Every week there are significant differences among the students and in no week does the class agree on these provocative topics. And that’s the point. I want to expose the permanent tensions that exist in our multi-religious society and help students disagree with each other with civility and aplomb. It’s very interesting for students to hear each other on these topics.

Three other classes are also fun to teach. One is a survey of world religions on Judaism, Christianity and Islam with about 200 students. Another class, a smaller one with about 30 students, is on the History of the Devil, by which I mean the origin, evolution and real-world effects of the devil mythos in Western religions. In the last weeks of the term, I include segments on the devil in art (1500 years of iconography visibly changing from horrific to heroic to hilarious), the devil in film (every decade of filmmaking has devil films, including the first decade in the late 19th century) and the devil in music. Students have liked that class too. Another small class I like with about 30 students is the one already mentioned, “History of Atheism.”

Do you find it challenging to teach a topic some consider controversial? If so, how do you manage it? 

It is challenging to teach about religion. I've managed this by developing a balance between respect for a given religion or religious idea and the need for academic, critical approaches to religion. A class in religion at a public university is not a chapel hour. There is a place for the devotional study of religion, but a public university is not the place. The Ph.D. at a public university is not really called to be a caretaker of the religions under review. That’s not the professional ethics of the Ph.D.

Students need to get exposed to how scholars from numerous fields of study think about religion, which is one reason why UCI has a Program in Religious Studies and not a department, per se. Dozens of professors in numerous departments in numerous fields think about religion –sociology, anthropology, psychology, evolutionary psychology, economics, cognitive science, history, art, philosophy, literature and more. Students have likely never had the opportunity to think critically about religion before college, and there are ample opportunities at UCI.

Why should students want to learn about religion from a scholarly perspective? 

Having some exposure to scholarly perspectives on religion is simply part of being educated. Why should university students graduate college with a 5th grade understanding of religion (which is what a majority of people have)? Another thing: Is a student at all interested in what most people think? – because in religion, whatever you think, you are in a minority and far out-numbered by what everyone else thinks. You’re Christian? Most people are not. You’re Hindu? Most are not. You’re Muslim? Most aren’t. You’re atheist? Most are not. And on and on. And a final point: all of us should be curious to learn what scholars think about the subjects they've spent decades to understand.

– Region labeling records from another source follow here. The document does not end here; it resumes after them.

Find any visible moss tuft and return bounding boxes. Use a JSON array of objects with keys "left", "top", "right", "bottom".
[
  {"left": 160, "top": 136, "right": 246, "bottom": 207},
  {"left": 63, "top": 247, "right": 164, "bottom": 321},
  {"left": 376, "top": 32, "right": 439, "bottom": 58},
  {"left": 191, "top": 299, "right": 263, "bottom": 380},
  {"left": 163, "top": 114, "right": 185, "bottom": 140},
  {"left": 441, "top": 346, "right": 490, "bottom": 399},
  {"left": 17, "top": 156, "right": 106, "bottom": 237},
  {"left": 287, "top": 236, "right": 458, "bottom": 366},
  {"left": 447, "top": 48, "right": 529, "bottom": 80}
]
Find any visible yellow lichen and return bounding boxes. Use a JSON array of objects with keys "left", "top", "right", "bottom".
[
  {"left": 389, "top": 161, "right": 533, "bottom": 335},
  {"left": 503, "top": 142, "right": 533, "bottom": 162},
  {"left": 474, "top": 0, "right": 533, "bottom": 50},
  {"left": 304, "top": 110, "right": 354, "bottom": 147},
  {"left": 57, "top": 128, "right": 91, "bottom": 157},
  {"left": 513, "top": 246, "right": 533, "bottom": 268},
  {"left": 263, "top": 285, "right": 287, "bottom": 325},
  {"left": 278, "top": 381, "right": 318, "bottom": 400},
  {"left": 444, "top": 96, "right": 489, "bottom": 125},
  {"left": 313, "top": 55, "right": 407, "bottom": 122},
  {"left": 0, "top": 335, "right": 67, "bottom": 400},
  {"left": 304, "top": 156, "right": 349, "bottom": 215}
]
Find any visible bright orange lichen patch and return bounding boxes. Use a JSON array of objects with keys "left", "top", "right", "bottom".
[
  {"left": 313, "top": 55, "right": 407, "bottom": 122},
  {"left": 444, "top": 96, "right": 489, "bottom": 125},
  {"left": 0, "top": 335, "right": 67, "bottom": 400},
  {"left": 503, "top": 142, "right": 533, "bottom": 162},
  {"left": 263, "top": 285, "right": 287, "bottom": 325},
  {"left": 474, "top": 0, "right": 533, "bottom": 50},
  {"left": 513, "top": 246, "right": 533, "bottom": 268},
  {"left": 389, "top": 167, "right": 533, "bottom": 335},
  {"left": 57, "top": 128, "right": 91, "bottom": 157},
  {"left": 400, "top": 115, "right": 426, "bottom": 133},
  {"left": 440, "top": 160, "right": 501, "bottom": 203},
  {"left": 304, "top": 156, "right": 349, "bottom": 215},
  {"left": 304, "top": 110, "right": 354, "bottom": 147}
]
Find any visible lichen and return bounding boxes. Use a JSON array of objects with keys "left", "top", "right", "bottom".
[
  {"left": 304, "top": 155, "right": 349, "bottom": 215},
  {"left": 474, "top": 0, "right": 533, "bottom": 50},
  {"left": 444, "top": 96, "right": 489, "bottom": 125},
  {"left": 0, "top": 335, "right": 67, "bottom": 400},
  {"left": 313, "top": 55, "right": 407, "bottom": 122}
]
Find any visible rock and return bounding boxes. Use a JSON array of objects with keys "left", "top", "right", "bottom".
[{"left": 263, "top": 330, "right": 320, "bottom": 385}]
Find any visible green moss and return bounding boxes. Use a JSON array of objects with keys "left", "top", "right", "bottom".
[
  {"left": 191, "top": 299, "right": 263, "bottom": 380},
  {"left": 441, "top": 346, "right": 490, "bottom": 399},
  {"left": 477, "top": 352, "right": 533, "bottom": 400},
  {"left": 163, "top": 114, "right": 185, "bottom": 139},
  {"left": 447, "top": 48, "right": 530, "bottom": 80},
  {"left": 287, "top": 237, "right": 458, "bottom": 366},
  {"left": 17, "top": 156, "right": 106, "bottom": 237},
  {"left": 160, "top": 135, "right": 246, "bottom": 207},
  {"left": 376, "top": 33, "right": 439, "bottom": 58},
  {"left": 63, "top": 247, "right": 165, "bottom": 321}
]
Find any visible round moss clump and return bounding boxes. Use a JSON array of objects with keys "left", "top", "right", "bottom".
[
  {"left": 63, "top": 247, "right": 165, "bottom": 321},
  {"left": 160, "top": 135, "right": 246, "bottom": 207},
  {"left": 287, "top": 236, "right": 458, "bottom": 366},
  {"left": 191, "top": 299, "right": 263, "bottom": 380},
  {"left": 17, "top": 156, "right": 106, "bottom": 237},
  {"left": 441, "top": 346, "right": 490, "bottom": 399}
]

What kind of feedback do you get from students who take your courses? 

The feedback from students is positive. Students enjoy these courses. The subject matter itself creates a path for the instructor. The subject propels interest. Students who are non-majors in religion are not required to take religion classes. Students sign up because they’re interested. They enter the room interested on day one. I’m sure every professor in every field gets a few students at the end of a term who’ll say, ‘This was the best class I took at UCI.’  Religion classes are no different in that way.

If you could recommend any book in your field, what would it be?

Two books: Varieties of Unbelief, edited by J.C.A. Gaskin and The Dynamics of Religion by J. M. Robertson.